I feel that the frailty framework will do much to get practitioners thinking about what might actually be important to people living with frailty and their care partners. I also reckon it is leading the world literature in frailty, rather than merely following it, and this is no small accomplishment.
Frailty: a critical test in reversing a ‘Fragmented Illness Service’ to a ‘National Health Service”?
Professionals intuitively recognise “frail” older people as more shrinked, and slowly moving. This phenotype is beautifully described by the Finnish painter Helene Schjerfbeck in the self-portraits up to her ninth decade. Increasingly, there has been a welcome policy move in recognising older individuals as a really valuable part of Society. The emphasis should be on ‘living well’, even with comorbidities. Some have rightly attacked blaming the ‘woes’ of the NHS on “the ageing population”.
The lack of definitive diagnostic criteria for ‘frail people’ through DSM or ICD has been a stumbling block, but professionals tend to recognise frail individuals when they see them. The thing not to do is to label all people who are above a certain age as “frail”: there are for example very many able and remarkably able people in their 80s and 90s.
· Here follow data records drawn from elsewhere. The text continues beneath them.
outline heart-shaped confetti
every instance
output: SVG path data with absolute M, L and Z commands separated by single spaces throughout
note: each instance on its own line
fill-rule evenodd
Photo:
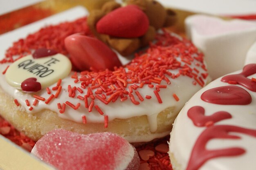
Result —
M 73 34 L 66 38 L 65 46 L 72 64 L 80 71 L 113 70 L 121 65 L 116 53 L 97 38 Z
M 98 22 L 96 27 L 101 33 L 130 38 L 144 35 L 149 26 L 148 19 L 141 9 L 128 5 L 107 14 Z
M 137 170 L 135 148 L 109 132 L 81 135 L 54 130 L 39 139 L 31 152 L 60 170 Z
M 155 152 L 150 150 L 141 150 L 139 151 L 139 155 L 144 161 L 147 161 L 149 158 L 155 155 Z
And yet policy has failed to tackle this across many generations in English health policy, because other issues have been considered more urgent, such as A&E “waits”. When one problem appears to be getting solved, another one starts up. Some patients may feel that they will get a ‘better deal’ from a Trust which is observing the 4-hour wait, and prefer to be “blue-lighted” in an ambulance, than to wait for a more appropriate social care referral. Geriatricians are not considered the ‘cinderella service’ of the National Health Service, and care of the elderly wards have not traditionally been considered attractive for ‘high flying’ nurses or doctors, it is sometimes claimed.
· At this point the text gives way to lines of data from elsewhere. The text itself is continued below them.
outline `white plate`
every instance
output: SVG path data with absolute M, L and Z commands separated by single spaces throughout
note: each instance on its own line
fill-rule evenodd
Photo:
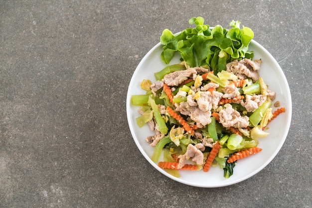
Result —
M 177 178 L 167 173 L 152 161 L 151 157 L 154 148 L 150 146 L 145 139 L 155 134 L 155 132 L 151 131 L 147 125 L 142 128 L 137 125 L 136 118 L 139 116 L 137 111 L 139 107 L 132 106 L 130 101 L 132 95 L 145 94 L 146 91 L 141 89 L 140 85 L 144 79 L 150 79 L 152 82 L 156 81 L 154 73 L 166 66 L 160 58 L 162 50 L 162 46 L 159 43 L 144 56 L 133 74 L 128 91 L 127 114 L 129 127 L 138 148 L 145 158 L 156 170 L 170 179 L 188 185 L 203 188 L 235 184 L 251 177 L 264 168 L 279 152 L 286 139 L 291 124 L 292 101 L 289 86 L 281 67 L 265 48 L 253 40 L 250 43 L 249 50 L 254 51 L 254 59 L 262 60 L 260 76 L 269 85 L 269 89 L 276 92 L 276 99 L 274 102 L 279 101 L 281 107 L 285 107 L 286 110 L 286 113 L 280 114 L 268 124 L 269 129 L 266 131 L 270 135 L 259 139 L 258 147 L 262 148 L 262 151 L 238 161 L 234 169 L 233 175 L 229 179 L 224 178 L 223 170 L 218 166 L 211 167 L 207 173 L 202 171 L 179 171 L 180 177 Z M 179 63 L 179 58 L 176 54 L 170 65 Z M 276 108 L 273 108 L 276 110 Z M 162 156 L 159 161 L 161 158 Z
This issue is not insubstantial. Out of an acute medical take of about 40-60 patients in one 24 hour period in a busy DGH or teaching hospital, by the law of averages, a handful will be ‘frail’ and then branded ‘social’. However, the needs of such patients should not be seen as a bureaucratic, administrative exercise on the acute medical take. These patients are important, as they are vulnerable for future ‘events’ involving acute medical care in the National Health Service (fragile may be a more physical counterpart of lack of resilience in wellbeing.) Clarity of vision and leadership are both critically needed. General Practitioners will often not need to visit a frail patient at home, unless something goes wrong. And yet when a frail patient ends up in hospital, say from having fallen over but not due to an obvious medical problem, the notes can be voluminous and unintelligible. At this point, the person becomes medicalised and gets plugged into the system at full force. So here is the first problem – when such a person ends up hospital, the communication between medical, psychiatric and social care services can be extremely poor. The care of the ‘frail person’ will be therefore a test case for the success of an integrated care service, when it finally appears.
All this does not mean ignoring the medical needs of the patient, but with a less ‘last minute approach’ investigations can be planned, like a 24-hour-tape or ECG if it is considered that a person is at risk of falling, for example. Tackling frailness indeed is what a person-centred care is designed for, some might say, and would help to enhance the dignity and perceived importance of care in older life. As both the Royal College of Physicians and Royal College of Psychiatrists embrace ‘whole person care’, and while SCIE continue to lead on ‘personalisation’, the hope is that the person will be given proper attention in a less panicked way. This would help enormously on steering the “National Health Service” away from a situation where it becomes a lass-minute “Fragmented Illness Service”
The individual gets better ‘whole person care’. And it will in the long run also save money.